I hated P.E and non-school uniform days and, so the stress would trigger seizures and I wouldn’t go in. The doctors later said this was probably because of having to get changed and the change of routine in general. My attendance started getting low, so my performance did too, and I didn’t feel supported by my teachers. They blamed everything on my attendance like it was all my fault. I struggled to make any friends and would stand next to a lamppost during breaktimes or follow people and get told to go away.


Baby Livvy

I was lucky to have my dad; he knew there was something else going on, so he took me back to the doctor. Finally, after my 18th birthday, I was diagnosed with Autism and everything started making sense. My Autism had been triggering seizures and vice versa. I have EDS too, so that also effected things.

It is hard seeing other people my age doing things I can’t. My sisters have conversations I don’t always understand, I can’t cook or walk too far. It can feel quite isolating, but I feel lucky to have the answers now and for having such supportive people around me.

College has been much better than high school. I am excelling in my learning and being understood for who I really am. I have a learning support mentor called Alice, who I could not fault. She is very understanding, we always have a laugh and I couldn’t thank her enough. I used to have a course leader who is deaf, so I learnt some sign language too. I embrace myself and the things I love- like cats and unicorns- and don’t let anybody stop me.

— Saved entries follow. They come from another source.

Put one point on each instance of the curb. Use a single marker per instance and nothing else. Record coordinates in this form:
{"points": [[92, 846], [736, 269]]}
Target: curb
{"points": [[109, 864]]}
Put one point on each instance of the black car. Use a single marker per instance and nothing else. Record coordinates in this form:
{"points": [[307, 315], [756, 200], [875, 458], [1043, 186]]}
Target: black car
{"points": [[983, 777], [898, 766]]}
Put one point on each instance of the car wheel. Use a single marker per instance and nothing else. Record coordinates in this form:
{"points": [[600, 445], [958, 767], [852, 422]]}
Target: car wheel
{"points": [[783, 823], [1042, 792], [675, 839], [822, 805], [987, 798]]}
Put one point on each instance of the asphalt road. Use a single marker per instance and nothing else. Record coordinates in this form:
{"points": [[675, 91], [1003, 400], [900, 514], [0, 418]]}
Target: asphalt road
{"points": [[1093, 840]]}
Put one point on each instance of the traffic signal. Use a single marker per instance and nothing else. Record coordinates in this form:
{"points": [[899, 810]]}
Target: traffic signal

My dad does what he can to give me my independence. I have a very young niece and two nephews who I love, and I wish I could take them to the park on my own. But although my dad comes with me, he always takes a few steps back or sits on the bench.

I think it is important to know that no two people with Autism are the same. There is no specific one trait, but there is still this stigma of “You don’t stim, so you can’t have Autism”.

Everybody is different, you cannot change them and they should be accepted for who they are. Understanding this helps people like me embrace our diversity instead of feeling isolated.